Frage:
Was ist der Unterschied zwischen Payroll und Income Taxes in Amerika?
2008-06-18 09:25:21 UTC
Ich versuche zur Zeit das Soziale-Sicherheits-System in Amerika zu verstehen, nur bei diesen beiden Begriffen habe ich noch keine richtige Erklärung gefunden. Payroll bedeutet doch Lohn/ Gehalt aber Income bedeutet Einkommen...Ist das nicht das selbe? Ich glaube ich habe etwas gelesen, dass eins von beiden von dem Arbeitgeber gezahlt wird und das andere von dem Arbeitnehmer - Kann mich aber auch geirrt haben.
Ich hoffe jemand kann mir helfen...
Lg
Sechs antworten:
Secular Humanist
2008-06-18 19:58:18 UTC
Habe mir meinen "pay-stub" angeschaut....



Payroll tax ist das gleiche wie Lohnsteuer und wird vom Gehalt abgezogen.

Income tax ist das gleiche wie Einkommensteuer wird von Freiberuflichen und Geschaeften, Industrie in Raten uebers Jahr verteilt, gezahlt.
plovet2
2008-06-18 17:06:41 UTC
Income Tax ist deutlich. Tax = Steuer. Income Tax ist gleich Einkommenssteuer. Es kann entweder direckt von dein Gehalt abgezogen, oder es kann selber 1x im Jahr bezahlt werden . Jeder entscheidet für sich selber, was ihm persönlich lieber ist.
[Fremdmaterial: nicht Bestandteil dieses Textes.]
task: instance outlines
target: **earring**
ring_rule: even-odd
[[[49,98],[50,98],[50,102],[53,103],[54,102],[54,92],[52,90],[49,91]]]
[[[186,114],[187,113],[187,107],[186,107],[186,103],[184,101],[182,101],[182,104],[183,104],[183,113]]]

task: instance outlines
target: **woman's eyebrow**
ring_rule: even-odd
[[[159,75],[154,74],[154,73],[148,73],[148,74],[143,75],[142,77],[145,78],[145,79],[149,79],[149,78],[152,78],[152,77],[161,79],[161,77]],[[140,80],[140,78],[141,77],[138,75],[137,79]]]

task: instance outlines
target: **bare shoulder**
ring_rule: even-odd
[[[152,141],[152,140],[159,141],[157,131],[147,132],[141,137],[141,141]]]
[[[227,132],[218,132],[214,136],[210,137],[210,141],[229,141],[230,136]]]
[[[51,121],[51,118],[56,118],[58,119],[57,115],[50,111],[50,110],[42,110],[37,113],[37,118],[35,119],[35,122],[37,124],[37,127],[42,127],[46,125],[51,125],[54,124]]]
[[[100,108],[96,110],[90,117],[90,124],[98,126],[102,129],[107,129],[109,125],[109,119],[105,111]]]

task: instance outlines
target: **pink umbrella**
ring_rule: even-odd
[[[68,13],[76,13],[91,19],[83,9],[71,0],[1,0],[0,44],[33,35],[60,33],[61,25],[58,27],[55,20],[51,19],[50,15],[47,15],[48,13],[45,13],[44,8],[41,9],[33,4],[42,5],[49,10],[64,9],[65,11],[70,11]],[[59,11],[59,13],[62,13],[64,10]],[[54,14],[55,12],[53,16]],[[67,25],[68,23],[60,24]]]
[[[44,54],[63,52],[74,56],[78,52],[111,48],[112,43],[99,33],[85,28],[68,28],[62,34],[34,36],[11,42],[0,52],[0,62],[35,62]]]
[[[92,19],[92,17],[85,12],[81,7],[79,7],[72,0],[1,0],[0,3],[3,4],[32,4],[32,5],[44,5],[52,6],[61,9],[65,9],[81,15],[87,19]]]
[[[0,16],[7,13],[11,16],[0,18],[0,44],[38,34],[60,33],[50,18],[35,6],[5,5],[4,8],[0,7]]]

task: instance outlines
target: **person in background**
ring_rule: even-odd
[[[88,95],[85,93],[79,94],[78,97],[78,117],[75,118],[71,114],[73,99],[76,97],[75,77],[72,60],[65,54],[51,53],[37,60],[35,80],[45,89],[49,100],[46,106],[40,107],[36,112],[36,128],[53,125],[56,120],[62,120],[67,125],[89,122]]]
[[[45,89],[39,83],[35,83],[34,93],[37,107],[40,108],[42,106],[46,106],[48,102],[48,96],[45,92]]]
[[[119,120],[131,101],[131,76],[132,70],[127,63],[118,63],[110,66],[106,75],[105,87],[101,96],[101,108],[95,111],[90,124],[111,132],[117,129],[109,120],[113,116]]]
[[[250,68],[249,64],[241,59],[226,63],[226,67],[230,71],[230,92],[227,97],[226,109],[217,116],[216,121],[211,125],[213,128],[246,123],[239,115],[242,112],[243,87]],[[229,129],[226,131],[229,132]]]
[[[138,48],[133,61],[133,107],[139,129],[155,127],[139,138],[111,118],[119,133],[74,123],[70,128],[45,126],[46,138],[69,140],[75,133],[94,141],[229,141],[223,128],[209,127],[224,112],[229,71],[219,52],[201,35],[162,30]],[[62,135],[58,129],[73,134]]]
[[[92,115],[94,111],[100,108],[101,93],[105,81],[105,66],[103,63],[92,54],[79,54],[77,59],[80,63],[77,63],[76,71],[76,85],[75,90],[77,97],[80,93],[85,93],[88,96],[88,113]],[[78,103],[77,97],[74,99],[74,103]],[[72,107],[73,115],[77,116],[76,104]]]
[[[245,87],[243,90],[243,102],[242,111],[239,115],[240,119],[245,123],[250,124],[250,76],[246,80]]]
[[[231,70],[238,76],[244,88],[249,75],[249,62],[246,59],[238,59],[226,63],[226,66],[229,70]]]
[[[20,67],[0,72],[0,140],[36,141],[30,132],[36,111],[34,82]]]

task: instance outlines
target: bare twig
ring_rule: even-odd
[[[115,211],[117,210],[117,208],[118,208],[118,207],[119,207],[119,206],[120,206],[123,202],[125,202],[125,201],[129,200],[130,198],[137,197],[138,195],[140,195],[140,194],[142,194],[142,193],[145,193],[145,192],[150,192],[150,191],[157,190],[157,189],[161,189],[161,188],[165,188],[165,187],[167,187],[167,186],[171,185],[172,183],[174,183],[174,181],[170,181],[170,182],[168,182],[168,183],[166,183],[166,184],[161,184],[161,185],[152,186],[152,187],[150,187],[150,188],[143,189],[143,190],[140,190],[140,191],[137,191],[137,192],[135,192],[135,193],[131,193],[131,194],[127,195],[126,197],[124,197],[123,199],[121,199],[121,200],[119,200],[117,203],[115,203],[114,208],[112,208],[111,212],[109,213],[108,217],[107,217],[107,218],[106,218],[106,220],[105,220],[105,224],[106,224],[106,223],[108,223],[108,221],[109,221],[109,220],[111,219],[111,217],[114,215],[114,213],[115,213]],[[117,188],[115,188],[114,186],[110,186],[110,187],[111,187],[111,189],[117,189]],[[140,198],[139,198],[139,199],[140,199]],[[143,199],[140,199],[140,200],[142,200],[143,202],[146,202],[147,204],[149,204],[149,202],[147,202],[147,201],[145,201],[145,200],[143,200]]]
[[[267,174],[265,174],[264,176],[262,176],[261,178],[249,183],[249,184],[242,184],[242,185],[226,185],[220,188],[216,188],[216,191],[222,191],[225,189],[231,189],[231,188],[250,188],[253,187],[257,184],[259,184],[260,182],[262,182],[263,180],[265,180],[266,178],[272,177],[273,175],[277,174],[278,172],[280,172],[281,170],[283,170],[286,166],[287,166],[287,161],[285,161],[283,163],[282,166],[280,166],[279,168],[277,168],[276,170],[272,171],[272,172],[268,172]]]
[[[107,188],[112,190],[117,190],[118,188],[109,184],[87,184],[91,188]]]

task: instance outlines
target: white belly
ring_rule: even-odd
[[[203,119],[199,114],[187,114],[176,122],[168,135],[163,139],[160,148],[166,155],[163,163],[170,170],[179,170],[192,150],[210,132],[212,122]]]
"Payroll" ist nicht ganz deutlich. "Payroll" heisst eigentlich die gesamte Liste von Gehälter eines Firma. Also die List alle Mitarbeiter Gehälter.



Gewöhnlich wird "Payroll Taxes" gesagt. Dann redet mann von ein Sammelbegriff für alle abgezogene Steuern. z.B. Income Tax, Social Security Tax, sowie alle andere Pflichtlohnsteuern. Möglichweise wird auch Health Insurance (Krankenversicherung) und Rentenversicherung auch damit gemeint, obwohl die keine Steuern sind.



Das "Payroll Stub" ist dann die Bescheinigung.
2008-06-18 16:40:26 UTC
Income ist dein Gehalt, Die Payroll ist deine schriftliche Gehaltsabrechnung, auch eine Gehaltsliste.
surborner10
2008-06-18 16:30:33 UTC
income tax ist nur deine einkommenssteuer. in deutschland wird die gleich vom lohn abgezogen. in den usa musst du sie selber bezahlen.
wuschel
2008-06-18 16:49:31 UTC
Income Tax sind Lohnsteuer vom erarbeiteten Einkommen, Payroll ist Verdienstnachweis/ Bescheinigung. Tax heisst Steuern.
mymarcel
2008-06-18 20:49:32 UTC
Payroll

In a company, payroll is the sum of all financial records of salaries, wages, bonuses, and deductions.



Contents

1 Paycheck

2 Pay slip

3 Payroll card

4 Payroll Professionals

5 Warrants

6 See also

7 References



Paycheck

A paycheck is traditionally a paper document issued by an employer to pay an employee for services rendered. While most commonly used in the United States, recently the physical paycheck has been increasingly replaced by electronic direct deposit to bank accounts.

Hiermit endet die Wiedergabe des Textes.